One factor going against Kansas City wheat has been a relatively strong finish to the US harvest, in both quality and yield terms, after a poor start in the South, where crops had been held back by drought during the growing season and rains at harvest time.

On Tuesday, the USDA raised its estimate for the crop by 26m bushels to 729m bushels.

The estimate for hard red spring wheat was raised by a modest 9m bushels to 529m bushels, and for soft red winter wheat by 8m bushels to 466m bushels.

Chicago soft red winter wheat maintained its outperformance on Thursday, adding 0.3% to $5.29 a bushel for September as of 08:20 UK time (02:20 Chicago time).

Kansas City wheat for September was unchanged at $6.04 a bushel, actually regaining a premium over its Minneapolis peer, which edged 0.3% lower to $6.03 a bushel.

'Forecasts of rain'

Elsewhere among grains, corn futures regained their downward focus, shedding 0.7% to $3.67 a bushel for December, shedding all of their, modest, gains after the US Department of Agriculture's surprisingly small upgrade in Tuesday's Wasde report to its estimate for the US yield.

CHS noted "forecasts of rain events for the Midwest this weekend and early next week.

"Could be the final drink the corn needs before maturity.
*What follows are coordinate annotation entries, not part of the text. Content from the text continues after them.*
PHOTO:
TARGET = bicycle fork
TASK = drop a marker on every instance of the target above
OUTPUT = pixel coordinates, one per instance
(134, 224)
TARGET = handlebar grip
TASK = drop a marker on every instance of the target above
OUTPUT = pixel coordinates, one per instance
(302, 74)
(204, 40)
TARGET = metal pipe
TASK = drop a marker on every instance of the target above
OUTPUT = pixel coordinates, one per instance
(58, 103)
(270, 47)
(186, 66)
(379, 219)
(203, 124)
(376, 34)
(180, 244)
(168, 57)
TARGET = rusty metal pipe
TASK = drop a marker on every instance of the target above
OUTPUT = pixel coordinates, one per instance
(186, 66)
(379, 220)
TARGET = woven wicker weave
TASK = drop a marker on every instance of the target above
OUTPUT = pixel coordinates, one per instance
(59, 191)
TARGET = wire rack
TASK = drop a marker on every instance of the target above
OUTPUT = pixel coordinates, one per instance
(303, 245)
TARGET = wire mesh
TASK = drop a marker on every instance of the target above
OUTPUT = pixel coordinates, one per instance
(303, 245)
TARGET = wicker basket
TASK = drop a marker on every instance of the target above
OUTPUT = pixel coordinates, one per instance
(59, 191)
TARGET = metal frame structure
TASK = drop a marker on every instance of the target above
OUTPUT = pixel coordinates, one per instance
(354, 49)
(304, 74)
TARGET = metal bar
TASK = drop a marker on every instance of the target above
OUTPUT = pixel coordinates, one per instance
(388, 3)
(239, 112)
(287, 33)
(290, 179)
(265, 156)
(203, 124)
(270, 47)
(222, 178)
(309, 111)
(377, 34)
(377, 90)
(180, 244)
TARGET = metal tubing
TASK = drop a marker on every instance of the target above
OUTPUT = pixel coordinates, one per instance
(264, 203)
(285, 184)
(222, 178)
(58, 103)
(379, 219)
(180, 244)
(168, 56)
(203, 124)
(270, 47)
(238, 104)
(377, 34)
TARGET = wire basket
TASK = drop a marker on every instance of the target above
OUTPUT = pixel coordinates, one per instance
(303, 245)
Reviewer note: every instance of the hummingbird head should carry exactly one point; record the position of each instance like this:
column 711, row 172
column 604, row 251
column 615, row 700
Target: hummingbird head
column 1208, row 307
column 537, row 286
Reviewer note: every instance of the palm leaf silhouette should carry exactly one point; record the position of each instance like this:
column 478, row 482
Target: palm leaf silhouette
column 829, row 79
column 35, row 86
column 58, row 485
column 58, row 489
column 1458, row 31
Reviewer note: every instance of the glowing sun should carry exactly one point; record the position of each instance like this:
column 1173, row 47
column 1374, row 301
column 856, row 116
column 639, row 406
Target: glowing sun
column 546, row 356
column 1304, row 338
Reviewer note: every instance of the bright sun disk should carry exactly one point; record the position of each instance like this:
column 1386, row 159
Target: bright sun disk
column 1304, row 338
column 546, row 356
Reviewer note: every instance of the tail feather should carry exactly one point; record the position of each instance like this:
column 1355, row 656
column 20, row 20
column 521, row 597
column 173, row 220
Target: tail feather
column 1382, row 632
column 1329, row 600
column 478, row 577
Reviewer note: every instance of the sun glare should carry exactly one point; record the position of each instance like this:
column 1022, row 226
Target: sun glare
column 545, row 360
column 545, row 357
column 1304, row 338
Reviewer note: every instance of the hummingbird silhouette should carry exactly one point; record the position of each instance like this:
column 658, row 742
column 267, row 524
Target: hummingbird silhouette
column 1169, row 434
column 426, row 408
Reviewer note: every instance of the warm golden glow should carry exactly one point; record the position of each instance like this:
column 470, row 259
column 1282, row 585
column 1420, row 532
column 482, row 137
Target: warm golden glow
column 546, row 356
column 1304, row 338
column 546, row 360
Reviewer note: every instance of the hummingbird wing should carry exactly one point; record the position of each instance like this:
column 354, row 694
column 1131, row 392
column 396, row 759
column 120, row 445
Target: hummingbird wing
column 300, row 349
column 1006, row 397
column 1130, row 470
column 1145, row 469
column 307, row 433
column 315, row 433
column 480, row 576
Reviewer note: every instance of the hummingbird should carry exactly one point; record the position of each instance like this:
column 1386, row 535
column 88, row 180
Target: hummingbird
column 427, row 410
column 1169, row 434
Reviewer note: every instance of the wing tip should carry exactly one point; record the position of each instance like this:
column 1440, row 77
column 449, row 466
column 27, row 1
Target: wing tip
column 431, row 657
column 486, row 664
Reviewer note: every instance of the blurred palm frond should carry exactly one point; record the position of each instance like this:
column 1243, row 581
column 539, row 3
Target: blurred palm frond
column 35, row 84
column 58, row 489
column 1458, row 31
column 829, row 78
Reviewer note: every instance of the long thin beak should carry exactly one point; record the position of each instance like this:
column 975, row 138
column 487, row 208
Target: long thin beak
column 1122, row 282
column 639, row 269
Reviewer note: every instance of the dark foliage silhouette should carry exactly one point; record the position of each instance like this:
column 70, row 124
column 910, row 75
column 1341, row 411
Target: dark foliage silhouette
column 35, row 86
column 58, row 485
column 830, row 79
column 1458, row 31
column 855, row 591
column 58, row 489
The warmer temperatures this week should be helpful to corn development also."

There are expectations that the ProFarmer tour of the Midwest, to start on August 18, will show far bigger corn yield ideas.

'Not much passion'

Still, December corn does remain above contract lows set early in the month, with some ideas of improved demand and of a reluctance to press values too much further down for now when they are already below cost of production for many producers and seasonal lows are usually reached in the autumn.

"Corn has found a price it is willing to hold after the Wasde report, but still no rally expected with the record production," one US broker said.
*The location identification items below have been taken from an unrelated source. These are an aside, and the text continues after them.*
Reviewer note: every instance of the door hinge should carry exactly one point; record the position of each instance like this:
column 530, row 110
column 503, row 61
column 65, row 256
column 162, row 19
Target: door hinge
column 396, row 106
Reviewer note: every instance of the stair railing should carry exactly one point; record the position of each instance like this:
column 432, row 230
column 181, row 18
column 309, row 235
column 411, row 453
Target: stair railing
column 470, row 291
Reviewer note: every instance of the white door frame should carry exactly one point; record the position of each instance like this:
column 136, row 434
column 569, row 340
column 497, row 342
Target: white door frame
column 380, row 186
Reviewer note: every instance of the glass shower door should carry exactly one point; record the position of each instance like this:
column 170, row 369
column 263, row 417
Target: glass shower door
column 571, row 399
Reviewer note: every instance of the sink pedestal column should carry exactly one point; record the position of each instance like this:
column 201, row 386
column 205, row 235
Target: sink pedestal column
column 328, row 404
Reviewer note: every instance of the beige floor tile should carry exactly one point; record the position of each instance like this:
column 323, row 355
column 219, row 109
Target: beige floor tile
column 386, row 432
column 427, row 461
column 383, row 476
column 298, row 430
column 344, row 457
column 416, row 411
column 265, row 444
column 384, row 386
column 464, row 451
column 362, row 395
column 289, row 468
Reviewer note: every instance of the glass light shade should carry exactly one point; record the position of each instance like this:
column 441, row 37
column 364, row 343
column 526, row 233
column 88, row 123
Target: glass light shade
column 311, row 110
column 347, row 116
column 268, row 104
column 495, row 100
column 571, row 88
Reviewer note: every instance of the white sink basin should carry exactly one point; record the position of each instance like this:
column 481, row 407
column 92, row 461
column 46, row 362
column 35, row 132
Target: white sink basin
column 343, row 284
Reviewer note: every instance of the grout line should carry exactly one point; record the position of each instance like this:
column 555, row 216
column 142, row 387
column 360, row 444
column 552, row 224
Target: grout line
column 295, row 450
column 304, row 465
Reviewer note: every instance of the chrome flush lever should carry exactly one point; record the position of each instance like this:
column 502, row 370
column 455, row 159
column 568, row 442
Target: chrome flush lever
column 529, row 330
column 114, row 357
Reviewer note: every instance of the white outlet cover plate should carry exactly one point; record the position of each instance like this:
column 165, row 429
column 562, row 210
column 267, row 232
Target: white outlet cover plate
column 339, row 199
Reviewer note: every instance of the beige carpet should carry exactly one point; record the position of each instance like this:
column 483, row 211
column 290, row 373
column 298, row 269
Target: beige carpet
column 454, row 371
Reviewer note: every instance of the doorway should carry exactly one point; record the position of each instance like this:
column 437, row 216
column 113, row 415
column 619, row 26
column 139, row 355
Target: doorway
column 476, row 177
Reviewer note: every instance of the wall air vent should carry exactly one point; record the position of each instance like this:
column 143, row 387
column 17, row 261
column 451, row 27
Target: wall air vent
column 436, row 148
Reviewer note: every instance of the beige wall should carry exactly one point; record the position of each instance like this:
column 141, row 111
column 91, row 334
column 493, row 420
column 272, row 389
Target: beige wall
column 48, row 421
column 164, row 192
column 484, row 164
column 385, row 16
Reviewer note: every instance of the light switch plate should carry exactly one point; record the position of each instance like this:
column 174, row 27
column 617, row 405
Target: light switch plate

Benson Quinn Commodities said: "While the buyers in the corn market haven't shown much passion, the same can be said for the sellers.

"Recent sellers are showing a little respect for the slightly better technical structure developing in the corn market."

'Nothing obviously bullish'

Soybeans extended losses, and set a new contract low of $10.38 a bushel for November, before recovering a little ground to stand at $10.40 a bushel, a decline of 0.6%.

The oilseed is suffering in particular from the withdrawal of risk premium as the important pod-setting period proceeds in the US without incident.

"There really is nothing obviously bullish to rally prices which means as time goes on more risk premium gets worked out," a US broker said.

"November soybeans have broken through the downside of the recent trading range and presumably will keep trending lower."

Yield upgrade ahead?

Benson Quinn Commodities highlighted the prospect of an upgrade to the estimate for the estimate for the 2013 US soybean crop, given the negative number for the so-called residual in the latest Wasde report.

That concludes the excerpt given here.